The suggested fence would be see-through, but it would be thick enough that the city could decorate it. Finch suggested making it attractive by adorning its poles with vines or LED lighting that could turn different colors for occasions like St. Patrick’s Day or patriotic holidays. The fence would push the facades into the background and make them less prominent, he said.
“I would say go for something that’s unique and different and not the cheapest thing on the block,” Finch said. “I understand the city has limitations, but if you’re going to use a TIF district or if you’re going to earmark from the development of that south side and it makes the south side developable, I don’t think the cost of a couple hundred thousand dollars is out of line. I mean, it sounds like a lot of money, but I know that there are many things that go on in the city cost in the hundreds of thousands of dollars and are done because they have to be done.”
Henke said an engineering firm had recommended a 6-foot-high wrought iron fence. It could cost about $150,000, or double that for a more decorative style, he said. His concern is delivery trucks drive through the alley and if one backs into the fence, it would be costly to repair.
Henke leaned toward instead centralizing garbage pickup for North Water Street businesses. He said reducing the number of dumpsters in the alley would be an improvement.
“I don’t know how other business owners would feel about that,” Henke said. The drawback is a longer walk for downtown businesspeople to take out the trash.
Suggestions to boost foot traffic along the water front, which were revived from old strategic plans, include a cantilevered elevated walkway along the north bank as well as a pedestrian bridge connecting the north and south banks. Currently people cross the river using the traffic bridges on Shawano or Pearl streets.
“A walking path on the north side, [or] being able to have a pedestrian bridge, I mean that’s expensive stuff, but it’s real cool,” said Dave Thiel, director of Waupaca County Economic Development. “The only way you can do that is to use the revenue generated on the south side. And you might be investing more beyond what tax revenue is even generated on that south side.”
Funding the project
Thiel’s suggestion, a TIF district, is one way to fund whatever ideas for improvements Forward New London ultimately comes up with.
In a memo to city staff dated July 26, a week after the Forward New London meeting, City Administrator Kent Hager provided “very generalized” numbers he and Thiel determined if the city put a 26-year TIF on a downtown riverfront property.

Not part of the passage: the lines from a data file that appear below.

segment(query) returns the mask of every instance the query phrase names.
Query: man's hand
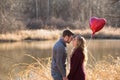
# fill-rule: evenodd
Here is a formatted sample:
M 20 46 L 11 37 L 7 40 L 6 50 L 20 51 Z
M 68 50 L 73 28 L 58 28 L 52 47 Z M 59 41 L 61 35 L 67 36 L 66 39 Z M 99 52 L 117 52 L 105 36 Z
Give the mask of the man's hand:
M 68 80 L 68 78 L 67 77 L 63 77 L 63 80 Z

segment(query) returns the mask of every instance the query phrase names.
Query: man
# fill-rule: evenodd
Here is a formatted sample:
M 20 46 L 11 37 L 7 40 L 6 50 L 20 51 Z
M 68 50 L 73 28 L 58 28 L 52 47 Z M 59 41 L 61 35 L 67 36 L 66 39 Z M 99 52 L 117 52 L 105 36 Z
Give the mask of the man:
M 55 43 L 52 54 L 51 74 L 53 80 L 68 80 L 66 77 L 66 43 L 70 43 L 73 37 L 70 30 L 64 30 L 62 37 Z

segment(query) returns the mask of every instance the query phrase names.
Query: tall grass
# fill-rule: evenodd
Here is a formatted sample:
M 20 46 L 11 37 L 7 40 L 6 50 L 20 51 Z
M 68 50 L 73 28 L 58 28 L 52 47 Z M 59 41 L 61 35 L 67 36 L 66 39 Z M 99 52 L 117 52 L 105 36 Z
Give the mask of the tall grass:
M 87 80 L 120 80 L 120 58 L 108 56 L 87 67 Z
M 59 37 L 58 30 L 21 30 L 12 33 L 0 34 L 1 41 L 22 40 L 53 40 Z
M 13 65 L 9 80 L 52 80 L 50 73 L 51 58 L 35 60 L 34 63 L 18 63 Z M 69 72 L 67 67 L 67 73 Z M 120 80 L 120 58 L 107 57 L 94 65 L 86 67 L 87 80 Z
M 20 30 L 12 33 L 0 34 L 0 41 L 22 41 L 22 40 L 55 40 L 60 37 L 63 30 Z M 74 33 L 80 33 L 86 38 L 90 38 L 92 31 L 90 29 L 71 30 Z M 97 32 L 95 38 L 120 39 L 120 28 L 107 27 Z
M 50 75 L 50 58 L 36 59 L 34 63 L 18 63 L 13 65 L 9 73 L 9 80 L 52 80 Z

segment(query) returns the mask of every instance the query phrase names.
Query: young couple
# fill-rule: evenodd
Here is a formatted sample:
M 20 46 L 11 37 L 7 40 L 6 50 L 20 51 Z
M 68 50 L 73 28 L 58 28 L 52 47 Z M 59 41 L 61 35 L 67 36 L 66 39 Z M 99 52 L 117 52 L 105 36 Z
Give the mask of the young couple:
M 70 59 L 70 71 L 66 75 L 66 43 L 72 41 L 73 50 Z M 85 39 L 70 30 L 64 30 L 62 37 L 53 47 L 51 75 L 53 80 L 86 80 L 84 63 L 86 61 Z

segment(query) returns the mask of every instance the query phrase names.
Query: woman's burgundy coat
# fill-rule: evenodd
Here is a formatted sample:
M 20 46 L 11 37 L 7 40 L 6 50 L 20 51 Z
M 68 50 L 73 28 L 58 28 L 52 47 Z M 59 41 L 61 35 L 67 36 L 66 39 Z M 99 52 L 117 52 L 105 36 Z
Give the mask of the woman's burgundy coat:
M 78 47 L 71 56 L 70 73 L 68 80 L 85 80 L 84 73 L 84 54 L 80 47 Z

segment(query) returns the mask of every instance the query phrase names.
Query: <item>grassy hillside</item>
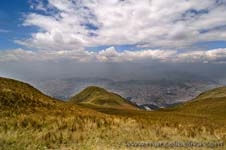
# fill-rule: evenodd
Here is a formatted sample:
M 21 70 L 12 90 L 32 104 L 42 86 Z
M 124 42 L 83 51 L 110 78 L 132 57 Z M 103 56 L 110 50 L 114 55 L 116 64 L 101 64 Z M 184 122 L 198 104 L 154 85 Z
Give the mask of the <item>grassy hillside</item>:
M 133 119 L 71 105 L 6 78 L 0 78 L 0 110 L 1 150 L 108 149 L 120 132 L 137 126 Z
M 34 108 L 51 108 L 62 102 L 44 95 L 29 84 L 0 78 L 1 110 L 29 111 Z
M 226 87 L 209 90 L 189 102 L 166 109 L 166 111 L 168 110 L 226 119 Z
M 213 105 L 208 104 L 207 108 Z M 226 142 L 226 114 L 215 108 L 210 110 L 216 113 L 192 112 L 188 110 L 199 107 L 186 105 L 153 112 L 95 107 L 104 112 L 100 113 L 48 97 L 28 84 L 0 78 L 0 149 L 124 150 L 131 149 L 127 142 Z
M 138 107 L 120 95 L 106 91 L 103 88 L 90 86 L 70 98 L 69 102 L 87 107 L 138 109 Z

“I was kind of surprised at the amount of debt that could be issued based on the taxable value that would be placed on the vacant property,” Hager stated. He added a city needs to be careful with a TIF. It could get into trouble as one of its neighbors did by creating a TIF, spending the money and then not creating the taxable value as planned.

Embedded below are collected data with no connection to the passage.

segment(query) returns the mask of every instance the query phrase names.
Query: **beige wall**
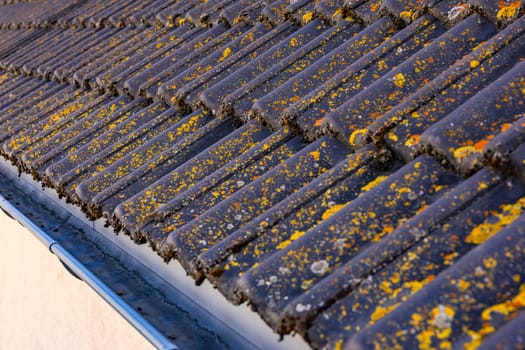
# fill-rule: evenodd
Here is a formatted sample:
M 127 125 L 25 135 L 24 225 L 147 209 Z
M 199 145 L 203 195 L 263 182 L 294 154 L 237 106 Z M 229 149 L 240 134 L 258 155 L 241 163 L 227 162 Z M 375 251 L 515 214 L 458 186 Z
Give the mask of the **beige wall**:
M 0 349 L 151 349 L 29 231 L 0 211 Z

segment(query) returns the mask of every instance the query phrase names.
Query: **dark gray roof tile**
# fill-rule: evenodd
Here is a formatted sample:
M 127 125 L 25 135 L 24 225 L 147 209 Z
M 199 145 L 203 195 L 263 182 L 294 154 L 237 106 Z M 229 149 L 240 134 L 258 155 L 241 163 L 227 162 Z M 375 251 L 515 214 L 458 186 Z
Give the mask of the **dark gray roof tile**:
M 500 26 L 512 23 L 518 18 L 520 12 L 523 13 L 524 6 L 523 1 L 520 0 L 469 0 L 469 5 Z
M 523 200 L 516 205 L 522 207 Z M 510 221 L 509 226 L 353 337 L 350 346 L 417 348 L 445 343 L 465 347 L 479 344 L 502 327 L 523 308 L 525 215 Z M 432 266 L 433 261 L 427 260 L 427 264 Z
M 370 25 L 381 17 L 381 0 L 364 1 L 357 6 L 347 7 L 347 11 L 351 16 L 359 18 L 365 24 Z
M 514 152 L 510 154 L 510 162 L 514 167 L 514 173 L 525 179 L 525 144 L 521 144 Z
M 280 313 L 290 300 L 380 241 L 458 181 L 428 156 L 416 158 L 391 176 L 375 178 L 363 186 L 363 195 L 244 273 L 237 295 L 278 329 Z
M 125 81 L 132 75 L 140 74 L 148 69 L 150 64 L 152 65 L 156 61 L 168 57 L 176 50 L 180 50 L 181 46 L 190 51 L 192 48 L 205 45 L 226 29 L 225 26 L 217 26 L 209 31 L 200 27 L 190 29 L 190 25 L 179 27 L 177 30 L 168 32 L 157 40 L 133 51 L 128 59 L 119 62 L 114 68 L 99 75 L 96 79 L 97 84 L 104 90 L 116 90 L 123 93 Z
M 243 153 L 195 186 L 178 194 L 159 207 L 138 232 L 160 250 L 166 237 L 177 228 L 192 221 L 221 201 L 269 172 L 281 162 L 299 152 L 305 143 L 281 129 Z
M 156 15 L 157 22 L 166 27 L 182 25 L 186 12 L 201 3 L 201 0 L 177 1 Z
M 249 84 L 269 68 L 278 64 L 281 60 L 297 52 L 313 39 L 321 35 L 328 27 L 320 20 L 312 20 L 310 23 L 291 33 L 281 42 L 266 50 L 246 66 L 237 69 L 227 78 L 213 87 L 206 89 L 200 95 L 202 104 L 212 111 L 219 111 L 226 96 L 231 92 Z
M 216 27 L 220 26 L 226 27 L 226 24 L 218 24 Z M 191 77 L 194 79 L 224 61 L 226 56 L 224 50 L 226 53 L 231 52 L 231 42 L 250 29 L 252 28 L 249 25 L 239 23 L 228 30 L 223 29 L 225 31 L 222 34 L 217 34 L 213 40 L 201 47 L 194 47 L 191 50 L 188 50 L 188 47 L 183 47 L 176 50 L 142 74 L 134 75 L 133 78 L 127 80 L 124 89 L 132 96 L 155 97 L 158 88 L 163 83 L 183 72 L 186 81 L 191 81 Z
M 504 169 L 510 154 L 525 143 L 525 117 L 521 117 L 496 135 L 483 149 L 483 158 L 493 167 Z
M 329 23 L 337 23 L 344 19 L 344 1 L 342 0 L 320 0 L 316 1 L 315 13 Z
M 330 112 L 324 123 L 340 140 L 358 146 L 372 121 L 494 34 L 495 27 L 490 22 L 470 16 Z
M 127 230 L 134 231 L 161 205 L 168 203 L 182 191 L 195 186 L 198 181 L 223 167 L 255 144 L 267 138 L 270 131 L 260 123 L 244 124 L 217 143 L 195 155 L 175 170 L 167 173 L 154 184 L 121 201 L 114 217 Z
M 522 20 L 466 55 L 405 101 L 368 126 L 375 142 L 413 159 L 420 134 L 492 83 L 523 56 Z
M 365 90 L 445 31 L 445 27 L 431 16 L 418 19 L 291 104 L 284 111 L 285 118 L 297 124 L 307 137 L 314 137 L 330 111 Z
M 422 147 L 445 157 L 462 173 L 481 167 L 485 145 L 523 116 L 525 62 L 471 97 L 422 135 Z M 466 118 L 468 116 L 468 118 Z
M 469 226 L 461 231 L 461 234 L 467 235 L 482 220 L 488 220 L 489 216 L 494 215 L 494 212 L 480 207 L 484 198 L 487 196 L 498 198 L 497 200 L 492 199 L 490 204 L 496 209 L 504 201 L 514 202 L 525 190 L 516 181 L 514 181 L 514 185 L 517 185 L 521 192 L 518 190 L 510 199 L 503 196 L 498 198 L 498 191 L 508 188 L 510 185 L 505 184 L 504 179 L 498 174 L 486 170 L 459 184 L 434 203 L 420 210 L 391 234 L 362 250 L 319 284 L 292 300 L 282 313 L 282 327 L 293 327 L 304 333 L 313 325 L 308 337 L 319 347 L 322 347 L 323 343 L 334 342 L 343 336 L 348 339 L 351 334 L 359 332 L 359 329 L 364 329 L 367 323 L 371 321 L 371 316 L 374 313 L 377 312 L 377 316 L 382 316 L 379 311 L 387 310 L 385 304 L 393 305 L 395 302 L 392 300 L 399 299 L 393 284 L 402 285 L 403 283 L 400 283 L 399 279 L 400 275 L 409 274 L 403 268 L 403 266 L 406 267 L 404 256 L 407 252 L 410 252 L 408 255 L 412 256 L 412 259 L 434 253 L 439 256 L 432 261 L 439 262 L 440 267 L 435 266 L 434 270 L 428 272 L 425 272 L 425 269 L 420 270 L 418 273 L 423 276 L 417 280 L 421 281 L 431 274 L 435 274 L 436 269 L 446 268 L 452 264 L 452 261 L 450 258 L 444 259 L 441 256 L 444 257 L 450 251 L 441 254 L 444 247 L 440 247 L 438 242 L 449 239 L 452 234 L 460 233 L 450 230 L 452 227 L 455 228 L 451 222 L 457 221 L 458 218 L 460 220 L 466 219 L 467 211 L 465 208 L 474 208 L 468 210 Z M 479 215 L 480 213 L 481 215 Z M 433 242 L 430 245 L 428 244 L 429 240 Z M 463 247 L 462 241 L 457 239 L 451 239 L 450 242 L 457 246 L 457 254 L 453 256 L 454 259 L 460 256 L 461 249 L 465 251 L 465 249 L 472 247 L 472 244 Z M 422 246 L 425 248 L 421 249 Z M 447 249 L 452 248 L 448 247 Z M 418 266 L 413 260 L 410 261 L 412 261 L 414 268 Z M 402 276 L 402 278 L 405 281 L 416 280 L 413 275 Z M 377 296 L 362 293 L 359 290 L 360 286 L 369 286 L 369 282 L 372 280 L 375 287 L 381 287 L 384 284 L 389 288 L 380 288 L 381 294 Z M 366 294 L 366 297 L 361 298 L 361 294 Z M 406 298 L 406 294 L 402 298 Z M 356 299 L 361 299 L 360 304 L 356 304 Z M 319 302 L 320 300 L 323 302 Z M 387 300 L 388 302 L 386 302 Z M 298 305 L 309 305 L 309 307 Z M 344 315 L 345 309 L 353 309 L 355 314 Z M 314 318 L 316 319 L 314 320 Z M 354 321 L 350 321 L 350 319 Z M 346 326 L 349 324 L 352 326 L 347 329 Z
M 244 223 L 317 178 L 338 163 L 345 153 L 339 142 L 329 138 L 319 139 L 195 220 L 173 231 L 162 248 L 162 254 L 176 256 L 187 271 L 196 278 L 201 277 L 197 258 L 209 245 L 218 243 Z
M 278 25 L 285 20 L 285 10 L 289 4 L 289 0 L 275 0 L 270 2 L 261 11 L 261 18 L 272 25 Z
M 261 31 L 264 24 L 258 25 Z M 254 27 L 255 28 L 255 27 Z M 270 28 L 267 28 L 270 29 Z M 290 23 L 283 23 L 262 36 L 251 35 L 247 32 L 227 47 L 226 56 L 222 62 L 214 66 L 211 70 L 199 76 L 199 79 L 187 81 L 185 72 L 168 81 L 159 88 L 159 94 L 167 103 L 176 103 L 181 106 L 196 107 L 199 103 L 199 95 L 206 89 L 217 84 L 229 75 L 233 70 L 237 70 L 247 65 L 250 61 L 259 57 L 272 46 L 280 43 L 290 34 L 298 29 Z M 221 54 L 225 56 L 224 50 Z M 190 71 L 191 72 L 191 71 Z M 176 93 L 173 96 L 173 91 Z
M 322 58 L 318 58 L 308 68 L 300 67 L 292 79 L 259 98 L 253 105 L 252 111 L 273 127 L 278 128 L 283 124 L 282 112 L 289 104 L 298 101 L 394 33 L 395 28 L 392 21 L 386 17 L 382 18 L 374 25 L 341 43 Z
M 513 313 L 513 316 L 516 313 Z M 517 316 L 508 321 L 503 327 L 496 330 L 495 333 L 484 338 L 479 345 L 479 350 L 490 349 L 519 349 L 525 347 L 525 311 L 519 312 Z M 486 339 L 486 340 L 485 340 Z
M 325 33 L 308 42 L 304 47 L 282 59 L 259 77 L 252 79 L 245 86 L 230 93 L 222 101 L 219 114 L 233 114 L 242 118 L 250 111 L 253 104 L 262 96 L 271 93 L 286 83 L 293 76 L 311 66 L 331 50 L 343 44 L 349 37 L 355 35 L 361 27 L 352 21 L 341 21 Z M 221 84 L 209 89 L 209 93 Z M 206 93 L 206 92 L 205 92 Z
M 208 113 L 197 110 L 83 181 L 77 187 L 76 194 L 80 200 L 90 203 L 94 213 L 111 217 L 113 209 L 119 204 L 118 198 L 127 199 L 140 192 L 141 186 L 146 187 L 160 179 L 234 129 L 228 120 L 211 118 Z M 121 191 L 121 187 L 126 191 Z
M 370 181 L 396 169 L 392 166 L 385 171 L 374 166 L 376 156 L 377 150 L 369 147 L 341 161 L 200 254 L 199 268 L 227 298 L 235 300 L 234 292 L 243 273 L 359 196 Z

Hager suggested a referendum to determine if the issue matters enough to voters that they would be in support of a TIF district.
“I would love to say yes, let’s go out and spend $2 million here, whatever,” Henke said. “We can’t do it. The state won’t allow us to period. But through a TIF district, if we could raise that kind of money, we can do it. I think it’s something to look into.”

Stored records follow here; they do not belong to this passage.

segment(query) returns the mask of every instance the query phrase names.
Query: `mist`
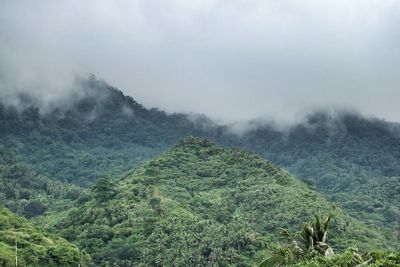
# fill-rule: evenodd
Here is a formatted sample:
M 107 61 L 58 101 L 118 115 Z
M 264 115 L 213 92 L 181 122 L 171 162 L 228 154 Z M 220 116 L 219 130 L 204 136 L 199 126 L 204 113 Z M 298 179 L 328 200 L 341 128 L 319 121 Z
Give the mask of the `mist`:
M 332 107 L 400 121 L 399 12 L 394 0 L 3 0 L 0 92 L 46 104 L 94 73 L 146 107 L 223 122 Z

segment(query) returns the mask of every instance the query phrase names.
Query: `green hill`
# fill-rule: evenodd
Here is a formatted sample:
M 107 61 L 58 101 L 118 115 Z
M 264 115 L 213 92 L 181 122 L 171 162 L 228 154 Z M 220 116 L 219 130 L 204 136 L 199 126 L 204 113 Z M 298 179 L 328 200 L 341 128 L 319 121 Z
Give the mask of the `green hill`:
M 337 250 L 390 246 L 275 165 L 199 138 L 101 179 L 55 227 L 101 266 L 250 266 L 316 211 L 335 214 Z
M 259 127 L 240 142 L 312 184 L 352 216 L 388 231 L 400 229 L 398 124 L 319 112 L 284 132 Z
M 76 246 L 0 206 L 0 266 L 15 266 L 16 242 L 18 266 L 86 266 L 89 261 Z

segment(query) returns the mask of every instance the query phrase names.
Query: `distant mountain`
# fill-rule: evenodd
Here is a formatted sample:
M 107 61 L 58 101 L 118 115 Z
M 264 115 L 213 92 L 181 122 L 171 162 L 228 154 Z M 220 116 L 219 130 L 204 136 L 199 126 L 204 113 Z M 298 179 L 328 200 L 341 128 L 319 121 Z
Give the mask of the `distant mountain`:
M 272 163 L 200 138 L 100 179 L 81 203 L 55 228 L 100 266 L 250 266 L 317 211 L 334 214 L 338 250 L 391 246 Z
M 46 234 L 0 206 L 0 266 L 87 266 L 89 258 L 66 240 Z
M 92 76 L 77 87 L 47 112 L 27 95 L 18 107 L 0 105 L 3 147 L 43 175 L 90 185 L 103 174 L 131 169 L 183 136 L 218 135 L 205 117 L 145 109 Z

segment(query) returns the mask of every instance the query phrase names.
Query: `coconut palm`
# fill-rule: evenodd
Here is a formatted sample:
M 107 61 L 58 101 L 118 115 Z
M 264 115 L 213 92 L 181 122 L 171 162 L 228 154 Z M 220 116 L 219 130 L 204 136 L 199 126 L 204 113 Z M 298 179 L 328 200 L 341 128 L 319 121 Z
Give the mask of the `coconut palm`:
M 332 216 L 328 216 L 325 220 L 321 220 L 320 216 L 315 214 L 314 221 L 303 225 L 301 232 L 296 236 L 283 230 L 282 235 L 287 238 L 289 245 L 274 250 L 271 256 L 260 264 L 260 267 L 284 266 L 290 261 L 296 262 L 315 254 L 332 257 L 333 250 L 326 243 L 331 218 Z

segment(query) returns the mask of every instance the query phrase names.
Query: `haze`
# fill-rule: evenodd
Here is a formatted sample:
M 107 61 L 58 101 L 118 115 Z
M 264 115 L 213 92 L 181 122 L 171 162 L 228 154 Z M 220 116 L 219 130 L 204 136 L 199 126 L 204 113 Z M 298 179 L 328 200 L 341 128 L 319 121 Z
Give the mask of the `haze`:
M 399 1 L 0 2 L 0 90 L 50 101 L 94 73 L 224 121 L 340 107 L 400 121 Z

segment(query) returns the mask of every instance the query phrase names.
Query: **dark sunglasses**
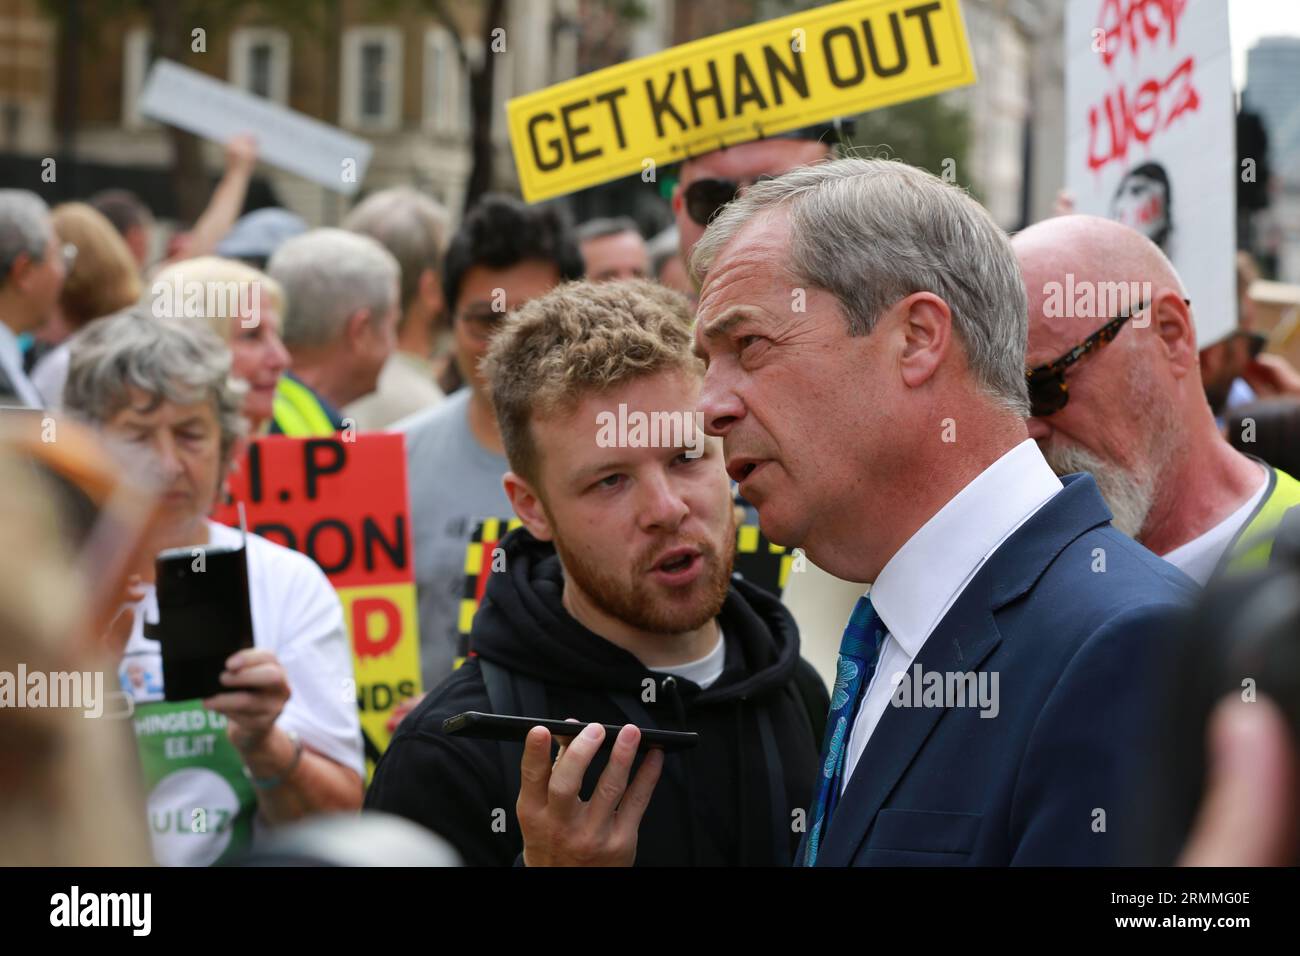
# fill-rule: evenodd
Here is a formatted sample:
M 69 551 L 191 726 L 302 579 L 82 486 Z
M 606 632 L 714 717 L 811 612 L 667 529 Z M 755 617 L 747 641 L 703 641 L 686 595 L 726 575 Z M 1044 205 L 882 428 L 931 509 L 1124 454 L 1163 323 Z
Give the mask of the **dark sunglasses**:
M 735 179 L 697 179 L 682 193 L 686 214 L 699 225 L 707 226 L 718 214 L 718 210 L 739 196 L 746 186 L 775 178 L 764 174 L 748 182 Z
M 1192 304 L 1190 299 L 1183 299 L 1183 302 Z M 1149 302 L 1143 302 L 1132 312 L 1115 316 L 1056 361 L 1025 372 L 1025 381 L 1029 385 L 1029 414 L 1034 418 L 1045 418 L 1063 409 L 1070 400 L 1070 384 L 1065 380 L 1065 370 L 1089 352 L 1110 343 L 1119 335 L 1124 323 L 1145 312 L 1148 305 Z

Forward New London has a broader goal of downtown revitalization that goes beyond the riverfront. The first change could be “New London” banners for some streetlamps along North Water Street as well as benches on the sidewalks. Henke said he will request around $2,000 from either the Economic Development Committee or the Parks and Recreation Committee for those additions.
The next meeting
Forward New London will hold its next meeting Wednesday, Aug. 17, at 6 p.m. at Water Street Vintage.
The group says it hasn’t received enough public input and thus asks residents attend.
Forward New London particularly seeks feedback from business owners along the north bank who are directly affected by the proposals that include centralized trash pickup and painting the buildings.